Referring now to Figure 4, this shows the arrangement of sensors and cabling for the example system 100 shown in Figures 1 and 2. The skilled person will appreciate that Figure 4 shows an embodiment of the invention and that the number and positioning of the sensors may vary from one implementation to another.

In the example of Figure 4, there is provided an out-of-perimeter sensor 106 arranged as per Figure 3, a sensor 104 disposed within the protected perimeter 22 and in this example adjacent the perimeter wall 14, and a third sensor 102 disposed within the sump 30. Ducting 120-124 connects the sensors 102-106 to the control unit 108 located in the utility or plant room 110 of the building 108. These ducts 120-124 are preferably all buried below ground surface, as explained above.

The sensor 104 disposed within the protected zone 22 is preferably located within a small sump, having a depth, for example, of around 250 mm in this example but which could be up to 2000 mm deep or even deeper in dependence upon the nature of the zone 22. Sensor 104 can sense the amount of ground water present within the protected zone 22.

There may be provided other sensors similar to the sensors 102-106 shown in Figure 4 and in particular a plurality of sensors 106 disposed outside the perimeter wall 14 and/or a plurality of internal sensors 104 disposed in different locations within the protected zone 22. Provision of a plurality of each of the sensors 102,106 can give a better indication of the existence and location of any ground water either outside or inside the protected zone 22.

Figure 5 shows a plan view of the corner 140 of the perimeter barrier 14, as shown in Figures 2 and 4. As can be seen, the electrical ducting 122 extends through the concrete structure of the perimeter wall 14 to the sensor 106 and there may typically be provided an electrical junction box 150, preferably buried within the structure of the wall 14, for coupling electrical wires to and from the sensor 106 and the control unit 108.

Referring now to Figure 6, this shows a first embodiment of sump 30 of the system 10 taught herein. The sump 30 may have any suitable cross-sectional shape, though typically this may be square, rectangular or circular. The cross-sectional shape of the sump 30 is not relevant to the teachings herein. In the embodiments shown in the drawings, the sump 30 is circular cylindrical and has a cylindrical upstanding wall 152 preferably made of concrete, to which is attached a concrete base 154, which has a shape and size to conform with the outer perimeter of the upstanding wall 152. The base and upstanding wall are preferably secured to one another in substantially liquid-tight manner, although in some embodiments may allow for water drainage therethrough, useful in cases where water is able to drain naturally from within the protected zone 22, for instance as a result of dry ground conditions.

The top of the sump 30 is covered by, in this example, a concrete cover 156, although in other embodiments could be of other materials.
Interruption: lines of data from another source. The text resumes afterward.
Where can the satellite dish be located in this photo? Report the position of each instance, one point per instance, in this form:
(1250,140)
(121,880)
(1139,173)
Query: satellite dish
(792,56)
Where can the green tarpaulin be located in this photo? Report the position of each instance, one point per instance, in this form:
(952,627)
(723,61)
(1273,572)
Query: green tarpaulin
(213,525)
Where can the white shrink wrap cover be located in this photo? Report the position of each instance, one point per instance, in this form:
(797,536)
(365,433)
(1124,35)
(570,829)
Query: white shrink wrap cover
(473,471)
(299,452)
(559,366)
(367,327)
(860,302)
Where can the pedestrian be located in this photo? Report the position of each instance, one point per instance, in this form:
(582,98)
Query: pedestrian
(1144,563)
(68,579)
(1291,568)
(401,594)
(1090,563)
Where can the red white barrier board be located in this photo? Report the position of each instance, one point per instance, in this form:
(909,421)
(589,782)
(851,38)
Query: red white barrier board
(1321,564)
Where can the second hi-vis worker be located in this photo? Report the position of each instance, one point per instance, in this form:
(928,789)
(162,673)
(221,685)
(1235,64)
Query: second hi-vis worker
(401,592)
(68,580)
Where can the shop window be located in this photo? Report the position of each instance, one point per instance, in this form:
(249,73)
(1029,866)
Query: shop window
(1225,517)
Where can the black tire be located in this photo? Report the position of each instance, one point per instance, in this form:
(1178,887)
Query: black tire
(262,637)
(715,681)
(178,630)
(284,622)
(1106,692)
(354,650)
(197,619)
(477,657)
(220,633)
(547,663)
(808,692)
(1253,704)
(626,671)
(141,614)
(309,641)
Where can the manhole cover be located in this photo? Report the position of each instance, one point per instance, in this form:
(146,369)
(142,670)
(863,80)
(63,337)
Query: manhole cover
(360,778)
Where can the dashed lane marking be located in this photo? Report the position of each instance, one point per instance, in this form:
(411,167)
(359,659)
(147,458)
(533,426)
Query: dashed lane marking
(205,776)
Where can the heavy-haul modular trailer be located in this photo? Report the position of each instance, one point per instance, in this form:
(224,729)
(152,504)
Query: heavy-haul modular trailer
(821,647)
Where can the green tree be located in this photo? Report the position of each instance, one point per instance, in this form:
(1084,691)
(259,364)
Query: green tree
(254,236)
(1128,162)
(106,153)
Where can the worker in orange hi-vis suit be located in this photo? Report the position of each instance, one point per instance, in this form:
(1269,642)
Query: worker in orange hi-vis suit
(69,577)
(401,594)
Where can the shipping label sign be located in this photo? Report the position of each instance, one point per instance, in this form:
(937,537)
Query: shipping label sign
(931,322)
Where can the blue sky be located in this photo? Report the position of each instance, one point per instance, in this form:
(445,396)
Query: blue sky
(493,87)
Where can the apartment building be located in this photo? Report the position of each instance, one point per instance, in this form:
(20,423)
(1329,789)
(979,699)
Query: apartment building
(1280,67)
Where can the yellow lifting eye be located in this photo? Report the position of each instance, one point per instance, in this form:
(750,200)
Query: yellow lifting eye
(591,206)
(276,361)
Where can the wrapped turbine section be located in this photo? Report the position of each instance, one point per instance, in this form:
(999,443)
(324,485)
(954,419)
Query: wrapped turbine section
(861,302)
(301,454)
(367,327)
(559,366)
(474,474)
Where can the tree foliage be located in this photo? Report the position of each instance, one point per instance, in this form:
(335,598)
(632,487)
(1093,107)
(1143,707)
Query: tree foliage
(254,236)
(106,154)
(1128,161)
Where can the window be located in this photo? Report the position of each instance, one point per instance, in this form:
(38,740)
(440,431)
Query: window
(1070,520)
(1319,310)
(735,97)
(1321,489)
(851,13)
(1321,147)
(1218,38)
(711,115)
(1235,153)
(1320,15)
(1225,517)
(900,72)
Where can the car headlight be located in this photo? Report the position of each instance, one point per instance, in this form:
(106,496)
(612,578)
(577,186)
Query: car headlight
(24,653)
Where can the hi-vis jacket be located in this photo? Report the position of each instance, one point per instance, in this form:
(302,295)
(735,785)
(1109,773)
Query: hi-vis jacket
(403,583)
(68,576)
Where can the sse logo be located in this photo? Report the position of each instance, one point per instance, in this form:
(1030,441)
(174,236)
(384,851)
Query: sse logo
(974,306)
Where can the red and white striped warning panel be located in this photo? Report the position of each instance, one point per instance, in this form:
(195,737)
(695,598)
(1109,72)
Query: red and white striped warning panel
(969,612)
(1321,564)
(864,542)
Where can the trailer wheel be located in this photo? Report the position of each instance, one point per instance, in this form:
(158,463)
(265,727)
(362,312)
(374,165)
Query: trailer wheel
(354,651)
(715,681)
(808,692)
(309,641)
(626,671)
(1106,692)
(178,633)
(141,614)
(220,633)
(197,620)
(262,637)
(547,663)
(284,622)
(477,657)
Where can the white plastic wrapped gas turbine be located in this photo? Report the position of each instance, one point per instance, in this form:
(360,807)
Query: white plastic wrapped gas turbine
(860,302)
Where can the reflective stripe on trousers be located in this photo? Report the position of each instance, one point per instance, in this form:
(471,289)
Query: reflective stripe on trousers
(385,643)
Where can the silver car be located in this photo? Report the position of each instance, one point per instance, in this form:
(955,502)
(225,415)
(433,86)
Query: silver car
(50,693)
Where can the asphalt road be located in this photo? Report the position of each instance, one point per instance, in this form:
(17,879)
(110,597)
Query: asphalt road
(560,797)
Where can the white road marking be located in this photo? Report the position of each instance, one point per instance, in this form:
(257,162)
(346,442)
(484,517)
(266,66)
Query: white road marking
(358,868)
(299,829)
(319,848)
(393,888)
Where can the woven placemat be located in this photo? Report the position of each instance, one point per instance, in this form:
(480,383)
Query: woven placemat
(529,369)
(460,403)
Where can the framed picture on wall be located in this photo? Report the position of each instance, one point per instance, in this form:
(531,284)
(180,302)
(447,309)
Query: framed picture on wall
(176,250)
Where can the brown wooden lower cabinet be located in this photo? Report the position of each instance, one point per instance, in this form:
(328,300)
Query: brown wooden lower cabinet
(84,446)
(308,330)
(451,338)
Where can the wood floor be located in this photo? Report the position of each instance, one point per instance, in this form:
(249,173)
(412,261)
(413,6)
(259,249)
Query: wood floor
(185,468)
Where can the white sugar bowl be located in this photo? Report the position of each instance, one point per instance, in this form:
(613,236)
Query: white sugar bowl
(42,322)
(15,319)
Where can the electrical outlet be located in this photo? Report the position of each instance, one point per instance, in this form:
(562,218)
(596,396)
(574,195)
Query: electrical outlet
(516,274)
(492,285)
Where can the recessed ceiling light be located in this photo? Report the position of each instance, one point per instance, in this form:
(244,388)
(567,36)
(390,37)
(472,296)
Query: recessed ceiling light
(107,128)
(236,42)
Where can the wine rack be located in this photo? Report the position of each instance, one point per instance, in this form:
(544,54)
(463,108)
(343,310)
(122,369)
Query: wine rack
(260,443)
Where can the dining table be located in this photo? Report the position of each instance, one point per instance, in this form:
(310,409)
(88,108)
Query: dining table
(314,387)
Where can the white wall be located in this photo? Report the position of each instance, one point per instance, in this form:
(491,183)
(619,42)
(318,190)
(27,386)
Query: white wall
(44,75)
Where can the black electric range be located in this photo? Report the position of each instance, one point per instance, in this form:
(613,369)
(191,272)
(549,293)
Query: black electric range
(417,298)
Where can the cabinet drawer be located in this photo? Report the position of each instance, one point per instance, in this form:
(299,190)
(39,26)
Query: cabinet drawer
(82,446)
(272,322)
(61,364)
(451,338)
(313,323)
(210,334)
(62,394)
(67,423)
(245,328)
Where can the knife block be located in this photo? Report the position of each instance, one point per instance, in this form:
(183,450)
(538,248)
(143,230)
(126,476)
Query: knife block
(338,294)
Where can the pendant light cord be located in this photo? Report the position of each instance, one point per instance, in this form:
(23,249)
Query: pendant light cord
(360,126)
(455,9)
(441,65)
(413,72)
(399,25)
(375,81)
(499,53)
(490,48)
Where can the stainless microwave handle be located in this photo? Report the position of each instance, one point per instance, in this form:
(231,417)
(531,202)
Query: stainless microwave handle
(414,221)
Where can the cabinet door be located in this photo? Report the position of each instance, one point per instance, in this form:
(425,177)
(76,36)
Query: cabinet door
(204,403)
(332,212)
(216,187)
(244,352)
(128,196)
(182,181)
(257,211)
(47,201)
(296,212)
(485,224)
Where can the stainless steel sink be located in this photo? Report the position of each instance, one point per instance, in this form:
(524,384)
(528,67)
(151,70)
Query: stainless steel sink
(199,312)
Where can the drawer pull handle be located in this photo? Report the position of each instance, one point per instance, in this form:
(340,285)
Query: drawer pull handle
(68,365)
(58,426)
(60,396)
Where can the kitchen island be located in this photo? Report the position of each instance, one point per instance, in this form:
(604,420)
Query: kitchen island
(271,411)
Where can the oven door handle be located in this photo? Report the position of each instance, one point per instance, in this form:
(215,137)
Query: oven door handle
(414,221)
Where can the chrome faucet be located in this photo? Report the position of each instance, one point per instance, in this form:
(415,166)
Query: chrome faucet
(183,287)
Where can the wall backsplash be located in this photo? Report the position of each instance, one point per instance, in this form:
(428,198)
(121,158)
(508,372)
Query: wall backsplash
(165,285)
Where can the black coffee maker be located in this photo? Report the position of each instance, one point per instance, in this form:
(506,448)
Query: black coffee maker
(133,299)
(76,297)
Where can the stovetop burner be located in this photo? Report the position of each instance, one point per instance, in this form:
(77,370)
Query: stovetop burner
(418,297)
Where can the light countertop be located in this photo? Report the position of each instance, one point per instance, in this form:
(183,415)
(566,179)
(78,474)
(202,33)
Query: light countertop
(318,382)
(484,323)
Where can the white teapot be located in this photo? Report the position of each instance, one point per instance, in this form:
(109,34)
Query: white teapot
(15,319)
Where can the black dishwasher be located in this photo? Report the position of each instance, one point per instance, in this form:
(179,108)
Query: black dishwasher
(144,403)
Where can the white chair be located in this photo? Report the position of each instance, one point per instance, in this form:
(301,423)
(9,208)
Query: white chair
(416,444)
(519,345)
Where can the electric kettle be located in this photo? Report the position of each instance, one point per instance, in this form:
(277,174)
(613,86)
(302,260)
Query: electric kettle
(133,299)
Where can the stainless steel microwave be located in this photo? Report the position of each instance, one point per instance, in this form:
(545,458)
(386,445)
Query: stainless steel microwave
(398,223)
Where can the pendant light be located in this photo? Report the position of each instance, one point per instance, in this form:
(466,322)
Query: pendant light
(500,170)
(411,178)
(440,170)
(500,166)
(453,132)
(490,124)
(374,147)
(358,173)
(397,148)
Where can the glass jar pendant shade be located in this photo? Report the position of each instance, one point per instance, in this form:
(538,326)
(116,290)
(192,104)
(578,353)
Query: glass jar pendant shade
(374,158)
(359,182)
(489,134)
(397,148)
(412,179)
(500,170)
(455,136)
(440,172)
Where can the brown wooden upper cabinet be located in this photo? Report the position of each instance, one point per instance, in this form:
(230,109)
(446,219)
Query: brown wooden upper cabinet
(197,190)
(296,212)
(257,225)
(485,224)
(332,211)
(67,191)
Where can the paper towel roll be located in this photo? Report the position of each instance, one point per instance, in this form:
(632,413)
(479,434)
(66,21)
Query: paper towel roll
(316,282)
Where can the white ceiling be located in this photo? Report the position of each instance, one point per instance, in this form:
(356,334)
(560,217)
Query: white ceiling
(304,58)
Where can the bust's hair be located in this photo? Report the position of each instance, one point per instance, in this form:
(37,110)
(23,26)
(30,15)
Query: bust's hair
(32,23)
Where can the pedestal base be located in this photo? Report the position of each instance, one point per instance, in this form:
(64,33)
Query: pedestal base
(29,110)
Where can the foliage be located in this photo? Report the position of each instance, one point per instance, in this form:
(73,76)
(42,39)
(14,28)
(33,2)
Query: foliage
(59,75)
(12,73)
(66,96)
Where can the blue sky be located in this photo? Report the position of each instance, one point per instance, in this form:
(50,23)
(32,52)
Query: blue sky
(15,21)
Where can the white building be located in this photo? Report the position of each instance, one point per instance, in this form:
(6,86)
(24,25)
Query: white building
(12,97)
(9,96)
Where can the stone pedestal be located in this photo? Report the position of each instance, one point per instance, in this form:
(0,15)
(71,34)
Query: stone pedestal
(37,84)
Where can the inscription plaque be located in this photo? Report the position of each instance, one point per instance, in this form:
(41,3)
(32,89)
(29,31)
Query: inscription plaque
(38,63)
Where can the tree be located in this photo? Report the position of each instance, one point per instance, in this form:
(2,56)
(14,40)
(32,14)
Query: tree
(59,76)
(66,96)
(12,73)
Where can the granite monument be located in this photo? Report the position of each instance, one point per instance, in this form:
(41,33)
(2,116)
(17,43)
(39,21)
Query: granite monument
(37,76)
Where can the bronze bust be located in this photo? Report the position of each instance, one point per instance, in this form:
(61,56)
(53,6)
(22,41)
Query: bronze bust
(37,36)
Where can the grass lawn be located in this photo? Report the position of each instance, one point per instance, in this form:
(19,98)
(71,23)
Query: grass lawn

In this example there is provided with an access 158 providing a manhole. The access 158 can usefully have brick walls, such that the entirety of the sump 30 can be buried below the surface of the ground 160, leaving access into the interior of the sump 30 through a manhole cover 162, typically made of metal.

In the example of Figure 6, the sump 30 is positioned adjacent the upstanding wall 14. Disposed within the sump 30 is a pump unit 170 to which are connected a lifting bale 172 and a lifting chain 174, the chain 174 extending towards the manhole cover 162 and preferably being hooked nearby, so that the pump unit 170 can be pulled up for maintenance or checking purposes. The pump unit 170 may have a single pump but preferably has a pair of pumps, which may be operated independently of one another or in unison.

Coupled to the pump unit 170 is an inlet tube 180 which has an open upper end 182 disposed at about the same height as inlet pipe 180 into the sump 130, the inlet pipe coupling to the buried channels 32, 34. The height of the pipe inlet 182 determines the maximum amount of water which can be stored within the sump 30 without forcing evacuation of water from within the sump 30. The skilled person will appreciate that the inlet pipe 180 could have different heights, as desired.

In practice, and as is described in further detail below, the inlet pipe 180 acts as a safety element which ensures that the pump 170 will operate when the sump 30 is filled with water, irrespective of what is detected by the sensors 102-106 of the system 10. In other words, even if no further water is detected within the protected zone 22, the pump unit 170 will operate if water within the sump 30 reaches above the height the upper end 182 of the inlet pipe 80.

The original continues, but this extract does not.